Everyone in the car screamed. Schuyler swerved but not in time. They were going to hit him! Then something like a giant goose shoved the boy out of the way just in time, but not soon enough to save itself. It bounced of the hood and hit the windshield, which spider-webbed on the passenger’s side with a terrible “CRACK!” The goose, or whatever it was, gave out a horrible honking sound and then there was more screaming, this time from somewhere in the trunk. The car spun out of control skidding first to the right and then to the left. Schuyler desperately tried to gain control of the car and only managed to do so at the last moment keeping the car moving down the lonely farm road.
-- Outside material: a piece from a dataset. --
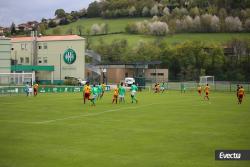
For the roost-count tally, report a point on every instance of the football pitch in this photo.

Lucy whipped her head around just in time to see the boy fade into the distance. He was on the side of the road sitting up, looking back at them. He was ok. Lucy felt as though she had seen him somewhere before. Then as she got her bearings, she remembered where – in the visions after the accident, in the
ambulance! They weren’t very far from where the accident had happened right now! Only after this thought had passed did she remember she was still in a car with a vampire.
“STOP THE CAR!!” Lucy spun around and screamed at Schuyler, “STOP THE CAR NOW!!”
“Look, the kid’s ok, and we’re on a tight schedule. Nobody’s stopping right now.” Schuyler’s whole voice had changed. It wasn’t reassuring anymore but was snotty and dismissive.
“Tight schedule?!” Lucy thought, “Tight schedule to where?! Where was this freak taking her?!” she thought anxiously. “STOP THE CAR!!” she yelled again.
“No,” Schuyler replied adamantly. He stared her down and all the warmth was gone from his face. She could tell the ghastly, fanged visage of the vampire was hovering just beneath the surface of his beautiful face. “His beautiful FAKE face,” she thought, but she didn’t know what to do.
“Lucy?” It was Yo-yo, cowering in the back, his eyes barely peeking over the seat.
“It’ll be ok, Yo-yo.” she said thinking, desperately trying to regain her composure. She had an impulsive thought. “Stop the car NOW or…or I’ll jump.”
“You’re not gonna jump, Lucy,” Schuyler said, totally dismissive of her threat. He didn’t even bother to look at her as she said this, he was so sure of himself.
She regained her composure and the ability to think. She reached for the door lock and popped it up. His eyes darted her direction and narrowed. They were cold and menacing now and not warm and friendly at all. She couldn’t believe that she had been taken in so easily by this thing! She couldn’t believe she had actually been attracted to it!!
“I swear I’ll do it!” she said defiantly.
“You’re bluffing,” he said coldly.
She jiggled the door handle. He narrowed his eyes even further at her. Something like fear flitted behind them. Something was keeping him from hurting her outright, fear of something, some reprisal. He needed her alive she guessed, or he would have killed her by now. He considered her for a long while. She slowly began pulling the door handle to where it was just beginning to feel the tension of release. Any harder and it would pop open. She wasn’t certain if she was willing to do it or not, but she was going to find out.